President Bush Signs Marine Highway Legislation
On Dec. 19, 2007, President George W. Bush signed into law the Energy Independence and Security Act of 2007, which contains provisions establishing a formal marine highway program within the federal government. Under the new law, marine highway or "short sea" transportation refers to the carriage by vessel of cargo in containers, loaded on the vessel by cranes or by means of wheeled technology.
Specifically, the new law requires the establishment of a program and the designation of transportation projects to mitigate landside congestion. The program will encourage the development and expansion of vessels, shippers, port and landside infrastructure, and marine transportation strategies by state and local governments. Water transportation routes will be designated as extensions of the surface transportation system to focus public and private efforts to use the waterways to relieve landside congestion along coastal corridors. A project may be so designated if it offers a waterborne alternative to available landside transportation services using vessels and provides transportation services for passengers, freight or both.

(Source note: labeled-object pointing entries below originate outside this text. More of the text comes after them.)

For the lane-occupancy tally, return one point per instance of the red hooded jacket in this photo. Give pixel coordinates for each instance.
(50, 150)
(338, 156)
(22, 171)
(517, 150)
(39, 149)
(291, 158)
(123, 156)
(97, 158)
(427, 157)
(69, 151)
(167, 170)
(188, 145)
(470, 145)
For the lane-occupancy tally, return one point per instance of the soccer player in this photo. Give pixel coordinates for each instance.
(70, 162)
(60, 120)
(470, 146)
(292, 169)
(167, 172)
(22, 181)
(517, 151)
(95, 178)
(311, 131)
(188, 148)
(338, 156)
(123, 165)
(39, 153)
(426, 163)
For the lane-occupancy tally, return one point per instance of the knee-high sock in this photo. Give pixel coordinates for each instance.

For designated transportation projects, the federal government will promote the use of waterborne transportation services as well as coordinate the development of landside facilities and infrastructure with ports, state departments of transportation, localities, other public agencies, and the private sector. In addition, the federal government will develop strategies to encourage the use of "short sea" transportation for transportation of passengers and cargo.
Federal entities are encouraged to transport federally-owned or -generated cargo via waterborne transportation when practical or available. Other shippers and other participants in transportation logistics shall be consulted to develop proposals for short-term incentives to encourage the use of "short sea" transportation.

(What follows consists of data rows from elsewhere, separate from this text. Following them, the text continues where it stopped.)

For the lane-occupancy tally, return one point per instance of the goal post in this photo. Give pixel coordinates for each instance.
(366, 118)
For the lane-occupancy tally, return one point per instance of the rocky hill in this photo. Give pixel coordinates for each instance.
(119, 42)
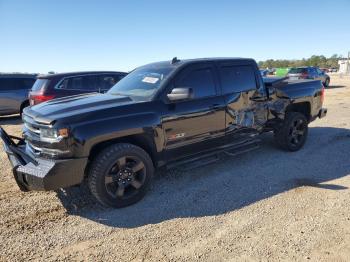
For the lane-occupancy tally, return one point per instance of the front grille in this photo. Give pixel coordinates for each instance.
(31, 127)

A federal board will be established to identify and seek solutions to impediments hindering effective use of "short sea" transportation. Members of the board will include representatives from the U.S. Department of Transportation, U.S. Environmental Protection Agency and other federal, state, and local governmental entities as well as private sector entities.
Research on "short sea" transportation will be pursued regarding the environmental and transportation benefits to be derived from "short sea" transportation alternatives for other forms of transportation. Research areas will include technology, vessel design, and other improvements that would reduce emissions, increase fuel economy, and lower costs of "short sea" transportation and increase the efficiency of intermodal transfers; and solutions to impediments to "short sea" transportation projects designated.
Also under the new law, vessels involved in "short sea" shipping will be eligible for capital construction funds under a program already administered by the Maritime Administration.
A report on the "short sea" transportation program must be submitted to Congress within 1 year. It will include a description of the activities conducted under the program, and any recommendations for further legislative or administrative action that are considered appropriate.